Collaborat­ing with musicologi­st Andrew Homzy and the composer and conductor Gunther Schuller, she produced the 1989 Lincoln Center premiere of Charles’s monumental compositio­n “Epitaph,” using a 500-page, 15-pound score that was located and stitched together after his death. Musicians from Mingus Dynasty and the “Epitaph” orchestra were then chosen for the Mingus Big Band, a 14-piece ensemble that she created to ensure his music was regularly performed.

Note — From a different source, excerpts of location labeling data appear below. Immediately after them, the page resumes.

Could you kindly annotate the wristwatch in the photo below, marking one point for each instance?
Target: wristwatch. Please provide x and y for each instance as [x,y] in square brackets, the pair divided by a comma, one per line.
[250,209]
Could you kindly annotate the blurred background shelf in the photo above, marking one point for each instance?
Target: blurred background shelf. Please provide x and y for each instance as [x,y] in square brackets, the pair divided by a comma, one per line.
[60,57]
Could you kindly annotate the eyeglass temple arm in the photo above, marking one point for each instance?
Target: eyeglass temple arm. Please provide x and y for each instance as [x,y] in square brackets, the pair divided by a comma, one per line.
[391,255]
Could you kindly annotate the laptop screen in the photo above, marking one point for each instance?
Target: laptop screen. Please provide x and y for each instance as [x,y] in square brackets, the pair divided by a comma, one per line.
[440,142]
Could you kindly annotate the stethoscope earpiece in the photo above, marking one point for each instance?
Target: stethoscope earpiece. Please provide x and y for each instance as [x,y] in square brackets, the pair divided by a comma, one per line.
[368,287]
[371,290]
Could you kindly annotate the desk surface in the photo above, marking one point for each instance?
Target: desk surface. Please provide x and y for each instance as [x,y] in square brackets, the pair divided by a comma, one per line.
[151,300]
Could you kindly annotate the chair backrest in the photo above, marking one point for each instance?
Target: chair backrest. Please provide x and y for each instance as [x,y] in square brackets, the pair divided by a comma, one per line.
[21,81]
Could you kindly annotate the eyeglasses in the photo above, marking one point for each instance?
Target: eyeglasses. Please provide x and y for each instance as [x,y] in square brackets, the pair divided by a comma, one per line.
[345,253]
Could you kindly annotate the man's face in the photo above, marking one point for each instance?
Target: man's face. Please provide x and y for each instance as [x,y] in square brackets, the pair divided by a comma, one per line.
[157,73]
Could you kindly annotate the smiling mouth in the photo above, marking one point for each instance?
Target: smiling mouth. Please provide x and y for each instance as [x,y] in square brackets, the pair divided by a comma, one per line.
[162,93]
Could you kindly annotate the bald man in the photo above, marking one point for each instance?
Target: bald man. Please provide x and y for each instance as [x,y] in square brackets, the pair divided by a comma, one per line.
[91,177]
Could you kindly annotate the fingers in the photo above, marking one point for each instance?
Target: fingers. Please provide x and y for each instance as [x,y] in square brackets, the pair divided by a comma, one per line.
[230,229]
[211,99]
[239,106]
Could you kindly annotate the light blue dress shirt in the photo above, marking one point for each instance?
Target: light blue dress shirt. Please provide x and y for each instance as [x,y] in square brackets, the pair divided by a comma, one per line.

To Mingus’s surprise, the group became a New York institutio­n, initially playing weekly gigs at Fez Under Time Cafe, a nightclub where the seats were often filled by 20-somethings born after Charles’s death. “There’s really no explaining the popularity,” she told the Times in 1994, three years after forming the group. “But I think Charles would be tickled.”

Somewhat like her husband, Mingus could be testy toward the group’s musicians, teasing them at times for playing too loudly or soloing too long. But in general, “she treated her musicians as her extended family,” her son said in a phone interview, and drew praise from music critics for the lineups she assembled and the albums she produced, including the Mingus Big Band’s Grammy-winning “Live at Jazz Standard” (2010).